A Bayesian Hierarchical Model for estimating the heterogeneity of pressure profiles within a population of galaxy clusters

  • Data:
  • Speaker: Dr. Fabio Castagna
  • Affiliation: INAF - Astronomical Observatory of Brera (Italy)

A Bayesian Hierarchical Model for estimating the heterogeneity of pressure profiles within a population of galaxy clusters

The study of the thermodynamic properties of galaxy clusters is crucial to probing the evolution of the universe at the largest scales. In this talk, I will present a Bayesian Hierarchical Model tailored to determining the average pressure profile and the corresponding intrinsic scatter for a population of galaxy clusters. Such analysis adequately encapsulates the global properties of the overall distribution of clusters and each cluster’s specific, individual aspects.
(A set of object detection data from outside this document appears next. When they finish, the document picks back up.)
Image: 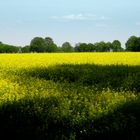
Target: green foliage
[30,37,46,52]
[112,40,122,52]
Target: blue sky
[0,0,140,47]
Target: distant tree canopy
[125,36,140,52]
[0,36,140,53]
[0,42,19,53]
[29,37,57,52]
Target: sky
[0,0,140,47]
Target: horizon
[0,0,140,48]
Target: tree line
[0,36,140,53]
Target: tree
[45,37,57,52]
[61,42,74,52]
[30,37,46,52]
[0,43,19,53]
[125,36,140,52]
[112,40,122,52]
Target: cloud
[96,23,107,28]
[136,22,140,26]
[50,14,109,21]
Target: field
[0,53,140,140]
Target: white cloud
[96,23,107,28]
[136,22,140,26]
[50,14,109,21]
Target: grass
[0,53,140,140]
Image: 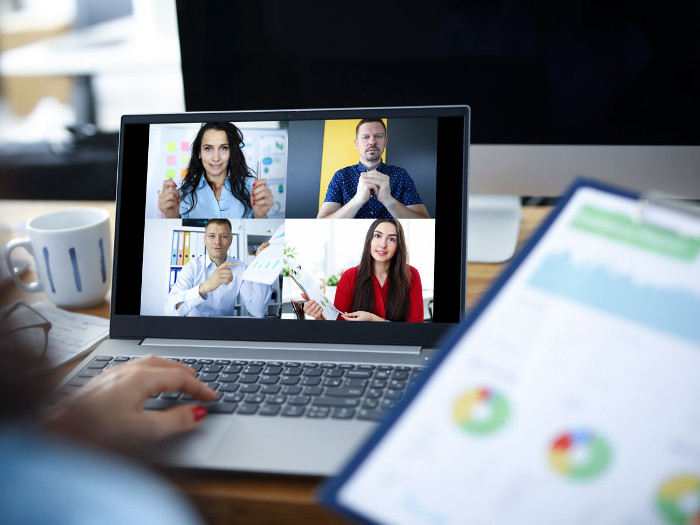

Taking into account the heterogeneity of the pressure profile across different galaxy clusters within a population is not straightforward and, especially, is highly computationally expensive, since it requires a combined estimate of the objects all at the same time, in a single-stage procedure. I will give an overview of the advantages and challenges of such methodology, with a particular focus on its great potential of exploiting the massive amounts of observations gathered by the current and forthcoming surveys that characterize the Big Data era in astrophysics.

 

Brief CV of Dr. Fabio Castagna:

He is currently a postdoc researcher at INAF-Osservatorio Astronomico di Brera, focused on characterizing the thermodynamic properties of galaxy clusters through SZ and X-ray observations. After graduating in Biostatistics from Bocconi University in Milan in 2018, he began collaborating with INAF-Brera on the applications of Bayesian statistics to astrophysics. In 2024, he obtained his PhD in Computer Science and Mathematics of Computation from the University of Insubria.